Sengaja saya beri judul ulasan kali ini dengan lontaran sebuah pertanyaan. Saya tentu bermaksud merangsang publik terutama stakehokders perikanan untuk mendalami lebih jauh apapun rencana kebijakan yang akan diambil Pemerintah.
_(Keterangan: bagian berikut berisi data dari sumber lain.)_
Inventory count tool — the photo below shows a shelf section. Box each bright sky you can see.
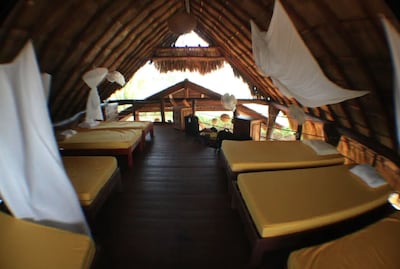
[110,32,252,99]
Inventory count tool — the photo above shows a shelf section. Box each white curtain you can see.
[250,0,368,107]
[0,42,89,233]
[41,73,51,100]
[82,67,108,123]
[381,16,400,153]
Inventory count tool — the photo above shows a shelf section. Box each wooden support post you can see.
[160,99,165,123]
[192,99,196,116]
[296,124,303,140]
[266,105,280,140]
[132,101,139,121]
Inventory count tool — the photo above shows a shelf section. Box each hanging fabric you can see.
[82,67,108,124]
[0,42,90,234]
[381,16,400,153]
[41,73,51,100]
[250,0,368,107]
[81,67,125,124]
Manfaat atau mudharatnya.
Pada ulasan ini, saya tentu juga perlu menyampaikan opini saya untuk menimbang seberapa jauh manfaat atau mudharatnya, terutama terhadap upaya kita membangun kemandirian pengelolaan sumber daya Indonesia dari perspektif akuakuktur.
Sebagai insan akuakultur, saya mengapresiasi langkah awal Menteri Kelautan dan Perikanan, Edhy Prabowo yang telah kembali memunculkan paradigma public partisipatory dan evidence based dalam pengambilan keputusan kebijakan.
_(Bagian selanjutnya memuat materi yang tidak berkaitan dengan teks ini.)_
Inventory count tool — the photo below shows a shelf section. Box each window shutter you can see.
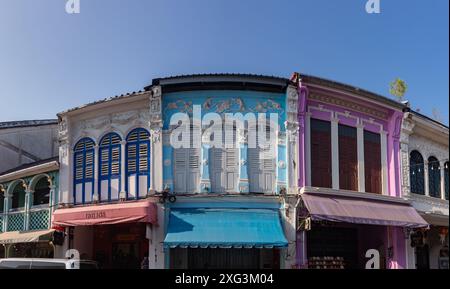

Pun halnya yang mulai memunculkan akuakultur ke permukaan sebagai sub sektor yang diharapkan akan mendongkrak pertumbuhan ekonomi, dan kesejahteraan masyarakat. Setelah sebelumnya akuakultur mati suri akibat kebijakan yang lebih berat sebelah.
Beberapa hari yang lalu, Komisi Pemangku Kepentingan dan Konsultasi Publik (KP2KP) yang dibentuk KKP menyelenggarakan konsultasi publik yang pertama dengan mengusung tema "Bergerak Cepat, untuk Kesejahteraan, Keadilan dan Keberlanjutan".Â
Saya perlu mengkoreksi tema ini terutama pada tiga tujuannya " kesejahteraan, keadilan dan keberlanjutan".
Koreksi saya mestinya cukup dengan kata "keberlanjutan" saja, karena kesejahteraan dan keadilan adalah pokok pikiran dari prinsip keberlanjutan itu sendiri.Â
Pemisahaan atas tiga kata akan berimbas pada pendekatan yang parsial dan tak seimbang. Padahal makna keberlanjutan adalah bagian integral dari tiga pokok pilar ekologi, ekonomi, dan sosial (kesejahteraan dan keadilan), sehingga pendekatannya harus simultan.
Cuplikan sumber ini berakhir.